Colleges consider ACTs, grades and Facebook

Beer pong is the last thing Kirk Brennan, director of undergraduate admissions at the University of Southern California, expected to see on a recovering alcoholic’s Facebook page, but when an anonymous tip lead him to google a very promising applicant’s name, that is exactly what he found.
“A student wrote in her application about how she had fought alcohol addiction and conquered it, and [her] application was a very strong story about recovery, about redemption,” said Brennan. “Her grades had improved, [and] her [application] was [great]. … [But] the dean noticed that on her Facebook page, [there] were all sorts of pictures with red Solo cups and party atmospheres, and the story that we saw in the application suddenly seemed like a total fraud.”
Brennan said although it is not part of the application review to do extensive research on a candidate, it is not unheard of for a third party, someone who knows the applicant, to point out questionable aspects of the applicant’s life — arrests, expulsions or their behavior on social media — that otherwise would not have been available to the application reader.
“We’re forming a community, [and] if things come to our attention that would alter the impression that we have about what impact the student would make, then we’re going to take that into consideration,” Brennan said.

USC is not alone in this practice. Chris Peterson, assistant director of admissions at Massachusetts Institute of Technology, Christoph Guttentag, dean of Duke undergraduate admissions, and Rick Fitzgerald, director of public affairs at the University of Michigan, all said their colleges also check applicants’ social media pages for supplemental information on activities or organizations the student was part of.

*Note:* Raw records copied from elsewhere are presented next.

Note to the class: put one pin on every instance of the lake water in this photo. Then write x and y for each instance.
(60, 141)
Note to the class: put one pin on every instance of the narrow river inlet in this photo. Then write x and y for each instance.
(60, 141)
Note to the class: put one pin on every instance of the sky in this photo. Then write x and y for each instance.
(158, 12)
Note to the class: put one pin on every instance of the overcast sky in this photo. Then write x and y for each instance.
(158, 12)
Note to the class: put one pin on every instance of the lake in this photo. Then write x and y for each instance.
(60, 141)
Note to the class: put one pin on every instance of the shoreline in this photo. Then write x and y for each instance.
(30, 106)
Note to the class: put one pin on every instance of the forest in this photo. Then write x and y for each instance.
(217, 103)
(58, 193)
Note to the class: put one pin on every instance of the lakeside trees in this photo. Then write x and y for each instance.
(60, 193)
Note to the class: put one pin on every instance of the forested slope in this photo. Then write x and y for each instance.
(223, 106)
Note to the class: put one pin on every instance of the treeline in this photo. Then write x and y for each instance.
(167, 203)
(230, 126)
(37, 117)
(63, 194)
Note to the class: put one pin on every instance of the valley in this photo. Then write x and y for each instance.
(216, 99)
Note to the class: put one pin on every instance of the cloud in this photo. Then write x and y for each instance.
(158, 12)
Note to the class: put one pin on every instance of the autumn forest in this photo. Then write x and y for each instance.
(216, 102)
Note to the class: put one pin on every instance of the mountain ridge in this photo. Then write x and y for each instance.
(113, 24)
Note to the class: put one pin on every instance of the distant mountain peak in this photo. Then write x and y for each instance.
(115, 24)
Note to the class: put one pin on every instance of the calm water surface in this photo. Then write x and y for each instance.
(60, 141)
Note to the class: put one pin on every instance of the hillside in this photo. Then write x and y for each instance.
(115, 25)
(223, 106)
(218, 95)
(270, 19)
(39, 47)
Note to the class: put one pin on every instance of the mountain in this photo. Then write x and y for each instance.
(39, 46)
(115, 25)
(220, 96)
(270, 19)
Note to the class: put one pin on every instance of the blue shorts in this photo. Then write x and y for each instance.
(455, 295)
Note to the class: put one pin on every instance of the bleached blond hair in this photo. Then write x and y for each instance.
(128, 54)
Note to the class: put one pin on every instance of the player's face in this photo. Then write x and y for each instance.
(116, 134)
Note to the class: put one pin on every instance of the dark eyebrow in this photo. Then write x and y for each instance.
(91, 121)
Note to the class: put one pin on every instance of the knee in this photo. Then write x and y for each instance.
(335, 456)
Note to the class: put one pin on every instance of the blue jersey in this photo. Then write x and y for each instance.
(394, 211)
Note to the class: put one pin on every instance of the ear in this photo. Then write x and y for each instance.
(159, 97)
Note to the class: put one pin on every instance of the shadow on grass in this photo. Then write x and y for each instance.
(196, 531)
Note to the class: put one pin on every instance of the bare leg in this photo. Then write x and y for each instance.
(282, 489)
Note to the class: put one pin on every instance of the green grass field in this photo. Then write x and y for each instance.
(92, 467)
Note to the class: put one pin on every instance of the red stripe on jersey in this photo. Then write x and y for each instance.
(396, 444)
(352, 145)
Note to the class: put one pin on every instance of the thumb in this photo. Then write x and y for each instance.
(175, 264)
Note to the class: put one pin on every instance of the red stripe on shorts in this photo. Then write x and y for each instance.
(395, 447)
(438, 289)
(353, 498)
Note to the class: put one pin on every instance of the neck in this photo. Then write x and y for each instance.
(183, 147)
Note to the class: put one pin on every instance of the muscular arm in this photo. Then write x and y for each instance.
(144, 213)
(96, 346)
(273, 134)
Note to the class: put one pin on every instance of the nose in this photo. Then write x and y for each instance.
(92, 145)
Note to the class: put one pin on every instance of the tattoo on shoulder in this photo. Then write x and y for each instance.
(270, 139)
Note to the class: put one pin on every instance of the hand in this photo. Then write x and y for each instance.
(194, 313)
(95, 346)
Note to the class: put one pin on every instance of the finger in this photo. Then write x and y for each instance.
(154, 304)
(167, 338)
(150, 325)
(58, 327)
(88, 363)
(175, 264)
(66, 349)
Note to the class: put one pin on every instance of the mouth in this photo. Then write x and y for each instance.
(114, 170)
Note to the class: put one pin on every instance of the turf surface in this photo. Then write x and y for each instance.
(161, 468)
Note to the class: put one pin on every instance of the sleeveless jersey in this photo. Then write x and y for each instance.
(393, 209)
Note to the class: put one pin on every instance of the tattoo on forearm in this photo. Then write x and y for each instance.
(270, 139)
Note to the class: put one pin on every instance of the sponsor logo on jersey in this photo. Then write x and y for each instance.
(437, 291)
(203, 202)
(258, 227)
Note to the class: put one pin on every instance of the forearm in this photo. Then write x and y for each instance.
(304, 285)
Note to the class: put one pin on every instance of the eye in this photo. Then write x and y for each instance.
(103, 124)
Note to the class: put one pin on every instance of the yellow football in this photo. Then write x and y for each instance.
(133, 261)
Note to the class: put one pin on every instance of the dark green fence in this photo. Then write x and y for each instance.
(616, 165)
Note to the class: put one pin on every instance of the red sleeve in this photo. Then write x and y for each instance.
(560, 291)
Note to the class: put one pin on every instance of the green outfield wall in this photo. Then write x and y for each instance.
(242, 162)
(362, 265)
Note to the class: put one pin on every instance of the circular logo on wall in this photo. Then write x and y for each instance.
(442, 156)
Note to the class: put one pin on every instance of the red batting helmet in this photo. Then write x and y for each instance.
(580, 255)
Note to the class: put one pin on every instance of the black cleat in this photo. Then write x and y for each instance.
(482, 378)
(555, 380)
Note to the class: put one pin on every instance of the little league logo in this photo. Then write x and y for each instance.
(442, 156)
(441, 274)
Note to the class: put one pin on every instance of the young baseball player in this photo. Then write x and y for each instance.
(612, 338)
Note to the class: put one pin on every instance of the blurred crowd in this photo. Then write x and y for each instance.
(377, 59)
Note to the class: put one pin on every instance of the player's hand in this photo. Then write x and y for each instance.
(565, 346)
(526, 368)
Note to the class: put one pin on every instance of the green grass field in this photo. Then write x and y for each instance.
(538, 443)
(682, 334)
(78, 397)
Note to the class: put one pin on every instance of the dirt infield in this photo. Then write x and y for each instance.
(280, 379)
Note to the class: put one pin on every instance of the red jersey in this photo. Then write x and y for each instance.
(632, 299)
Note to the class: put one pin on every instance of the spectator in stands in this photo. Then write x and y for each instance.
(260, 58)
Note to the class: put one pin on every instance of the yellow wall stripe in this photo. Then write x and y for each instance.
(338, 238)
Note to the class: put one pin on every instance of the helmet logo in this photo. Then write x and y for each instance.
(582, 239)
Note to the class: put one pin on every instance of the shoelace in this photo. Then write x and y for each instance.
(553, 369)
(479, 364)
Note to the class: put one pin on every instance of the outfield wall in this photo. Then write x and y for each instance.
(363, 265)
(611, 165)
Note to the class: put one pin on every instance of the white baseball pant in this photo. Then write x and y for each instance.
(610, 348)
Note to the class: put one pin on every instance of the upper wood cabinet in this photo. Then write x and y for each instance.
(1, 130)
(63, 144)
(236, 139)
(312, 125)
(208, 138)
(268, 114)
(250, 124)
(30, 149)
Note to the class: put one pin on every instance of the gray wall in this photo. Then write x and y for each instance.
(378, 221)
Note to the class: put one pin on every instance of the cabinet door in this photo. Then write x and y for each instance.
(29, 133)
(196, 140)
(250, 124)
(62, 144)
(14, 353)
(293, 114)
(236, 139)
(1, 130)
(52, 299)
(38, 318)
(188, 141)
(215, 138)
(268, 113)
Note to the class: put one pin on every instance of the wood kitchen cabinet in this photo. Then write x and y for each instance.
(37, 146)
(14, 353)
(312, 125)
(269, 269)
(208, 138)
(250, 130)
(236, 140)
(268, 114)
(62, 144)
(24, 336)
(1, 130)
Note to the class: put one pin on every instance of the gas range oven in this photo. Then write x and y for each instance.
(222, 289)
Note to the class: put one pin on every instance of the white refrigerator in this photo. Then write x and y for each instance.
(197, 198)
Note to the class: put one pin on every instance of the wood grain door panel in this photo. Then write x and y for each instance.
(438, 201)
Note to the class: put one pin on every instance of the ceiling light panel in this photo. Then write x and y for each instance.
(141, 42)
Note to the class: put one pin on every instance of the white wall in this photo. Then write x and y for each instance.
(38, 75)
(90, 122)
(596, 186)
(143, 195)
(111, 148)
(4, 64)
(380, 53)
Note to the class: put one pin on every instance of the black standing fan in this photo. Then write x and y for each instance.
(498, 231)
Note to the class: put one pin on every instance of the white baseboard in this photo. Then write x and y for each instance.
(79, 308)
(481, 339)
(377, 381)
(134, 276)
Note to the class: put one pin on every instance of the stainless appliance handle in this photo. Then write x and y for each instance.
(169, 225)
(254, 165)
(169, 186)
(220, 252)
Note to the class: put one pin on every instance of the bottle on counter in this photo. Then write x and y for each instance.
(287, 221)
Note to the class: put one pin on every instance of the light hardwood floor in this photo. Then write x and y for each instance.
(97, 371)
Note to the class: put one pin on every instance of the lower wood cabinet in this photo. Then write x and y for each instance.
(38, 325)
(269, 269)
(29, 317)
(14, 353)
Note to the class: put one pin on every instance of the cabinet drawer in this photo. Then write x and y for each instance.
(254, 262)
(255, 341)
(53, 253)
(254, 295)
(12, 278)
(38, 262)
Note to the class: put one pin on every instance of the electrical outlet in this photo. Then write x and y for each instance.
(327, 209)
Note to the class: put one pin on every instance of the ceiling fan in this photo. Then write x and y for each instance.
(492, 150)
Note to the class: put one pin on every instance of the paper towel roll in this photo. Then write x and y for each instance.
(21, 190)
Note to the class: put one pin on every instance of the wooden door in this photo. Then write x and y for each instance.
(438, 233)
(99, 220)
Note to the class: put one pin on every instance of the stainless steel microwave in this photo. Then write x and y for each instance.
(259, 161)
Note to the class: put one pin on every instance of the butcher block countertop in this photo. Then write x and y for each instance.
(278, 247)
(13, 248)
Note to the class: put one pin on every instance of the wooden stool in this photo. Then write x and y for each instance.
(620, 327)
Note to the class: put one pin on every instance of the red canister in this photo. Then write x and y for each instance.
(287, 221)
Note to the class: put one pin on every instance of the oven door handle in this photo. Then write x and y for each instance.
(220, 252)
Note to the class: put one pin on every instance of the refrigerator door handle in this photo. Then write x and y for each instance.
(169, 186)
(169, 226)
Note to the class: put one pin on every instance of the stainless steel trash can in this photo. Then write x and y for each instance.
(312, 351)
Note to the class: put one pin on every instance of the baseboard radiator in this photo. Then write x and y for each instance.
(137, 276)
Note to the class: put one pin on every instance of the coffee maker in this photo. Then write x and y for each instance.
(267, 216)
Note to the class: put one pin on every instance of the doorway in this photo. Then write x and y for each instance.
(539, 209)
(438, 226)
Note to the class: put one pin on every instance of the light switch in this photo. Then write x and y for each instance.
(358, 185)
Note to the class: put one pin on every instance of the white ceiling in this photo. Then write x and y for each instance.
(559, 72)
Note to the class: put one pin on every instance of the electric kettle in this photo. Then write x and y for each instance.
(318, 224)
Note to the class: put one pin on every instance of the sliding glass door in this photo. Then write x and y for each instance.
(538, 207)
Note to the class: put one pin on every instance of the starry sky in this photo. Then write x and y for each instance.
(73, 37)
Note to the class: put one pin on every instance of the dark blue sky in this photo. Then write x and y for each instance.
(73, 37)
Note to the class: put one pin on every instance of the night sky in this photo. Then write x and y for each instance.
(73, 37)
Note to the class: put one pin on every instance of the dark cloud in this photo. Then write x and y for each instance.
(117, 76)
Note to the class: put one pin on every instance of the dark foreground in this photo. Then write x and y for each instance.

However, if any information regarding a candidate that negatively impacts his or her application comes up, Guttentag said Duke will consider that too.

“It’s quite rare that something we see would raise a question about an applicant’s character, integrity or judgment, but if the information is publicly available, we would feel comfortable including that in our assessment of an applicant,” Guttentag said.
Junior Ellen Gilbert said she thinks that colleges are not crossing any lines by doing this kind of research.
Gilbert said people may lead two separate lives: one on social media and one in person. One may be drastically different from the other, and what admissions officers find on an applicant’s social media may lead them “to question who you are as a person and what you really believe.”
Junior Ethan Schonfeld said he is not on any social media.
“[There is] a certain aspect of social media that allows people to kind of put words into your mouth and associate you with other images that colleges could see, such as tagging you in a photo, and I would prefer to just stay away from all that,” Schonfeld said.
Brennan said that students should understand that they are becoming part of a larger world.
“As [students] grow up, they’ll have to leave the nest and go out into the real world, and that means being involved in many different communities,” said Brennan. “One’s behavior [is] a matter of importance to those communities. … We as human beings [assess] fitness for [these communities] in many different ways: a student’s public persona, the way they behave in public, and I would extend social media to that. It’s fair game.”